Perhaps explanation is in order. “I don’t know what to call myself,” Hyland says. “Performance artist/filmmaker/actor/visual artist? I don’t want to be all ‘Captain Slash’ about it.” Now, sitting in his Silver Lake living room, surrounded by what must be a few hundred videotapes, the Cincinnati-bred Hyland, 28, seems Midwestern to the bone: humble, slouching, careful not to offend, full of goofy expressions. But these two Andres aren’t the half of it.

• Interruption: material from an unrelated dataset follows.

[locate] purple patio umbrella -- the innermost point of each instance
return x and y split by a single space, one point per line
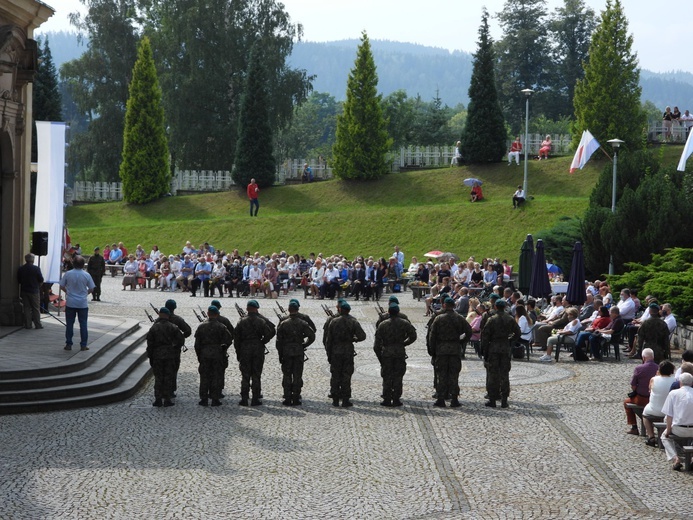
576 282
540 287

Tracy, Dean & Jesus, Hyland’s psych-punk band/variety show currently holding residency at El Cid, is only Hyland’s loudest outlet. Under the production moniker Blond Chili, he writes, directs, edits and stars in a bizarre procession of comedic shorts as intimately off-kilter as they are hilariously satirical. His clips for FUEL TV’s sketch-based Stupidface are the most YouTube-d of the series, due in no small part to his alter ego Tim Hutchins, a ponytailed douche with yogic aspirations in perpetual confab with his cell-phone headset. Cameras hidden, Hyland yammers improvised quips to no one, shushing passersby or asking for their help with one of Hutchins’ ridiculous quests (a blind date, for instance). He invariably loses his New Age cool, screams and dunks his phone into the concrete.

“All the things that don’t appeal to me in actuality really appeal to me comedically,” Hyland says. “Most of my creations involve my own worst traits heightened, and the things I can’t stand about society compiled.”

In his Web series promoting the new album of Oakland buzz band Why?, Hyland becomes a knuckleheaded hick who knew the band way back when. (He actually did attend high school with them in Ohio.) In a recent music video (Wallpaper’s “T-Rex”), he plays a low-budget auteur delivering ham-fisted direction to his subject. Once, staging a religious protest of Jimmy Kimmel Live!as Tracy Marune, Hyland beaned the host in the head with a brownie. Hyland’s work has a clear Situationist element, carried over from his days as a graffiti artist, but there is also something vaguely voyeuristic about it.

“I was enthralled with cable access as a kid,” Hyland explains, “that rawness, the fake professionalism. My family didn’t have cable, but when we’d go on vacation, we’d rent this house in Florida that did. I’d pack tons of VHS tapes and record TV all week. The church shows were my favorite.”

Hence Minister Marune, who, despite all his advertised piety, is known to shout a trilling “Goddamnit!” when he injures himself onstage, which he does frequently. A January performance left him on crutches for a month. You’d expect him to take a break, but Hyland developed a slide show around his blackened ankle. Hardly normal, yet as he sinks into his nondescript couch, Hyland seems just that. Even as he talks about Marune in alternating third and first person, medical records wouldn’t be enough to connect the character of the man to any one of his characters.